3 – Quelles étaient vos questions clés avant de vous lancer dans cette aventure d’écriture poétique ? Pourquoi maintenant ? Quel profil de femme étiez-vous avant l’écriture et avant d’avoir le “titre de poétesse” ? 

 

 

IM – Beaucoup de problématiques contemporaines me secouent et me poussent à écrire, parfois même dans l’urgence. Mais, dire concrètement que je suis poétesse nous ramène à cette histoire de case que j’évite. Je ne sais pas si je suis une poétesse. D’ailleurs, je ne sais pas qui décide que nous le devenons et à quel moment ce titre nous est attribué ! En réalité, je me contente d’écrire en réaction à ce qui m’interpelle et me traverse. J’ai d’abord écrit secrètement pour me dire et pour ne pas me plier à la tentation du silence, d’autant plus que j’étais une personne très réservée qui peine à formuler haut et fort ses pensées. Puis, j’ai appris l’altérité avec la poésie. Les mots destinés à me réparer ont trouvé écho chez d’autres personnes lorsque j’ai commencé timidement à les partager avec ceux qui me sont très proches. Ce sont eux qui m’ont encouragée à les publier.
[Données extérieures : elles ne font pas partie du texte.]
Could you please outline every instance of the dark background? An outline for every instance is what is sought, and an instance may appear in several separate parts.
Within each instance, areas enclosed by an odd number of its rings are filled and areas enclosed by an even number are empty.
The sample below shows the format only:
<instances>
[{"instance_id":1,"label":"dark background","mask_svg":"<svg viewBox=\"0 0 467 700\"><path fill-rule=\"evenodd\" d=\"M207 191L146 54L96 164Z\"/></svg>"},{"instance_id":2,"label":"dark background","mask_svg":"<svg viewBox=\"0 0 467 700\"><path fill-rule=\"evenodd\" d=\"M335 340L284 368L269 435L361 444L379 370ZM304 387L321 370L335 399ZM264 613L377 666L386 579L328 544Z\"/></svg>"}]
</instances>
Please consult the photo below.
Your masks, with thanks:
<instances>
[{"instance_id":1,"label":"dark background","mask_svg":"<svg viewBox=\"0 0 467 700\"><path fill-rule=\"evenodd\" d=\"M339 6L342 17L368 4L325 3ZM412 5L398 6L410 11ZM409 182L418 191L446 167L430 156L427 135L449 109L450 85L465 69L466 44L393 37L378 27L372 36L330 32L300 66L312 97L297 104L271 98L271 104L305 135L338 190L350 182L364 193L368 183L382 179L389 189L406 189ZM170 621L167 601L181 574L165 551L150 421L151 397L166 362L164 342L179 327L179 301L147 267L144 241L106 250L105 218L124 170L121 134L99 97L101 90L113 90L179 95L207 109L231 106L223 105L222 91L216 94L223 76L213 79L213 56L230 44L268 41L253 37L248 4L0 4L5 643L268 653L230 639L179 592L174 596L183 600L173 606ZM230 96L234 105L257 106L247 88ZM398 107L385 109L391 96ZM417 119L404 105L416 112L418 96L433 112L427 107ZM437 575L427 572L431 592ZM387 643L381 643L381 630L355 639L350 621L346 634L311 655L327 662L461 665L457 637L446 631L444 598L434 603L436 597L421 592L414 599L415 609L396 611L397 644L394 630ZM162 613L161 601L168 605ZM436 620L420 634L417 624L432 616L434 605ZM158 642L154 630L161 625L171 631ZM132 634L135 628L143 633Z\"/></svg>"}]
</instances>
Puis, lorsque j’ai compris que non seulement les mots réparent mais ont surtout le pouvoir de changer l’état du monde, j’ai osé diffuser mes écrits à une plus grande échelle, sur la toile, dans des revues, recueil et capsules vidéos. D’ailleurs, plus je m’éloigne du lyrisme et du « moi », plus je retrouve l’urgence de faire circuler les mots. C’est aussi une manière de me sentir moins désorientée dans ce monde qui nous prend au dépourvu de jour en jour.

 

 

4 – Les femmes orientales pour ne pas dire seulement les femmes arabes puisque vous êtes voyageuse par l’âme, le cœur et le corps, et vous avez cette vision élargie et plus consciente et même concrète de ce terme ou de cet emploi d’une telle expression, qu’avaient-elles comme pouvoir et comme fort apport au langage poétique d’aujourd’hui d’après votre propre expérience, d’après vos fréquentations et d’après les pays orientaux, les saveurs, les odeurs et les couleurs touchées, senties et rencontrées qui ont pu vous inspirer ou réveiller en vous cette urgence d’écrire certainement ou probablement ?

 

IM – Nous avons tous été bercés par les contes de « Alf layla w layla » ou les « Mille et une nuits » et par tant d’autres récits qui nous racontent les contrées de l’Orient, ses sons, ses senteurs, ses couleurs et ses rythmes. L’Orientale, sublime, capiteuse, malicieuse et oisive a toujours été un « objet » de fantasme.

Mais, au-delà de l’émerveillement tissé par l’imaginaire des contes et des récits de voyage, une réalité douloureuse s’impose : celle des dogmes et des interdits. Oui, beaucoup ont tendance à oublier qu’encore aujourd'hui les femmes orientales n’ont pas l’existence facile. Šahrzād qui contait pour maintenir sa vie saine et sauve a laissé la place à mille et une autre Šahrzād des temps modernes qui luttent au quotidien pour la dignité, l’égalité, la liberté mais aussi la reconnaissance de leur être à part entière. C’est ce que j’ai pu observer et vivre lors de mes séjours en Iran, au Liban, en Turquie… L’extérieur est encore dangereux pour les femmes et certains espaces leurs sont interdits. Les règles ne sont pas les mêmes pour elles que celles octroyées aux hommes. Certains, semblables au roi fou et sanguinaire Šahryâr, œuvrent d'arrache-pied pour les maintenir dans l’ombre. C’est dans cette atmosphère discriminante que les femmes orientales, longtemps invisibilisées, écrivent.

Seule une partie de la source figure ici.